2
一回戦 県立甲賀高等学校vs私立遠江姉妹社高等学校
スタメン
1センター犬走和巳
2セカンド月掛充
3ショート桐葉刀貴
4ファースト道河原玄武
5レフト副島昌行
6キャッチャー滝音鏡水
7サード蛇沼神
8ライト東雲桔梗
9ピッチャー藤田拓也
控え、白烏結人
このメンバー表を橋じいが書いたのだが、達筆過ぎて普通の人は読めないのではないかと、副島は心配になる。一人一人の名前が列を跨いで記入されている。ぎっしりと大きな行書体で埋まったメンバー表は、部員が10人にはとても見えない。
「ほっほ、ついに君たち若人の夢の舞台ですな。富士の頂よりも高い志を胸に抱き、ベエイスボオウルに己の身を投じたもう。では、若人の夢に向かって、万歳三唱といきましょうかな。ふぉっほっ」
ば、万歳!? 慌てて伊香保が止めに入る。
「……あ、……あ、いや。先生。橋爪先生、万歳三唱はやめましょう。相手さん、もう整列してこっち見てますし……」
「ばんざああい! 甲賀、ばんざああい!」
血が滾ってしまった橋じいが、伊香保の声は耳に入らず、大きなしゃがれ声で叫ぶ。
「あ、あわわ」
対戦相手の遠江姉妹社やスタンドに陣取った暇なギャラリーの視線が一斉に甲賀ベンチへ向かう。伊香保の頬は恥ずかしさでリンゴほどの赤さになった。
「ばんざーい、ばんざーい」
「ばんざーい、ばんざーい」
「ばんざーい、ばんざーい」
「ばんざーーーい」
野球の儀式かと勘違いした月掛と桔梗、蛇沼に道河原が橋じいを追う。つられて自信なさげに白烏や滝音、まさかの桐葉まで手を上げている。
「せんでええ。せんでええねん」
副島が必死に止めると、スタンドから笑いが起こった。
「いいぞお、甲賀ぁ。
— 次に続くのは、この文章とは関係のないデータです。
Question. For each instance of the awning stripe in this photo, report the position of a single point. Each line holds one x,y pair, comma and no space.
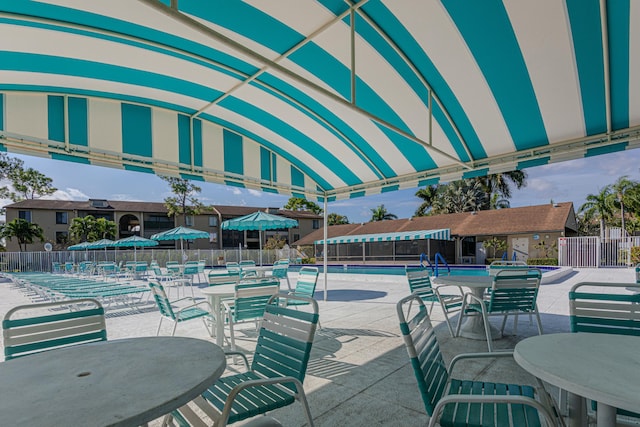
441,234
515,97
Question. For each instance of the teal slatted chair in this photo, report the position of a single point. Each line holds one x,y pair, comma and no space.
281,272
606,308
186,278
452,402
29,329
420,284
249,302
233,268
201,310
306,284
512,292
276,373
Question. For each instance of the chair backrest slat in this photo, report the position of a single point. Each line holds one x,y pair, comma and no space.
307,281
84,323
251,298
420,283
162,301
515,289
285,340
424,351
611,308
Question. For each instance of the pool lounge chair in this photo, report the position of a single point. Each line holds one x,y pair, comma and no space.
32,328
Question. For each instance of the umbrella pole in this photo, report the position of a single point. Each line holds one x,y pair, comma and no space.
260,244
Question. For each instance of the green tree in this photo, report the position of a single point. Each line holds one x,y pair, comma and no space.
24,231
184,202
29,184
380,213
90,229
336,219
599,207
7,166
500,184
495,244
300,204
428,196
459,196
623,196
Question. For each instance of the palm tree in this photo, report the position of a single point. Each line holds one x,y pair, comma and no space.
381,214
428,195
500,183
459,196
623,196
336,219
24,231
81,227
600,207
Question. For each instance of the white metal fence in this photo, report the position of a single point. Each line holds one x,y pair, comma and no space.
42,261
592,251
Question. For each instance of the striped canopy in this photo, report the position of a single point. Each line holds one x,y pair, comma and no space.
322,99
442,234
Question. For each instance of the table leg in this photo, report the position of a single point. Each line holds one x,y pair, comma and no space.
473,326
219,313
577,410
606,415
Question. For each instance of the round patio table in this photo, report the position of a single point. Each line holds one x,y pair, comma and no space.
600,367
125,382
472,326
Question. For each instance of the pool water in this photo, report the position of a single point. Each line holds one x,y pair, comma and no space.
399,270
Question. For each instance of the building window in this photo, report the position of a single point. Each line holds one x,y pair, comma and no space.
62,237
62,217
26,215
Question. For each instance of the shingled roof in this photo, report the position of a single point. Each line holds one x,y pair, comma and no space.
159,207
529,219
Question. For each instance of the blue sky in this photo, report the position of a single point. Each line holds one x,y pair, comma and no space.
561,182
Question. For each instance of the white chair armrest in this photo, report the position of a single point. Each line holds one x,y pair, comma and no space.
224,416
549,418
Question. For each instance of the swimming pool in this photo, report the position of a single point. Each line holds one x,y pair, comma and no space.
399,270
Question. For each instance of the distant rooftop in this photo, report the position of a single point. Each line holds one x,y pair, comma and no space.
530,219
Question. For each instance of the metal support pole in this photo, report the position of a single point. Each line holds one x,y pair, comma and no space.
324,246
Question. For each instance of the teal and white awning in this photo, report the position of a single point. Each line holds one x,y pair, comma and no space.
442,234
324,99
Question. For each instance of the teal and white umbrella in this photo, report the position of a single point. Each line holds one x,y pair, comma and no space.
259,221
181,233
135,242
101,244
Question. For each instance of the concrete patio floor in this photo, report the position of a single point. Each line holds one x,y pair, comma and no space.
359,374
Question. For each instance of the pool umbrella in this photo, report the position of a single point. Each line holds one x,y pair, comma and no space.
181,233
100,244
259,221
135,242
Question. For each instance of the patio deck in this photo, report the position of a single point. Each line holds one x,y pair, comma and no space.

この試合はお前ら応援する」
酔っぱらいが一人ファンになってくれた。
「なんやの、あいつら。万歳してやがんぞ」
遠江姉妹社ベンチが失笑を浮かべていた。
「甲賀とか、さすがに相手ならんな。とにかく俺らは準決の滋賀学院までは全部コールドで勝つぞ」
「おお!」
胸の辺りに遠江姉妹社と大きく書かれた白地のユニフォーム。対して、黒地に白い文字で甲賀と書かれたユニフォーム。対照的なユニフォームの通り、全員がそつなくこなす遠江姉妹社と個性がありすぎる甲賀という真反対のチーム同士の対戦となった。果たして、この対決はどんな結末を迎えるのか。
「両チーム、整列!」
主審の声が高らかに響く。
副島は今か今かとその号令を待っていた。左膝に手をついて走る構えを取っている。膝が震えていた。武者震いというやつだ。一列に並んだ甲賀ナインの膝は、藤田を除いて誰も震えていない。頼もしい奴らだと副島は笑った。
「よしっ、ほな、行くでっ!」
おおぉ!
一斉にまっさらなグラウンドへ駆けていく。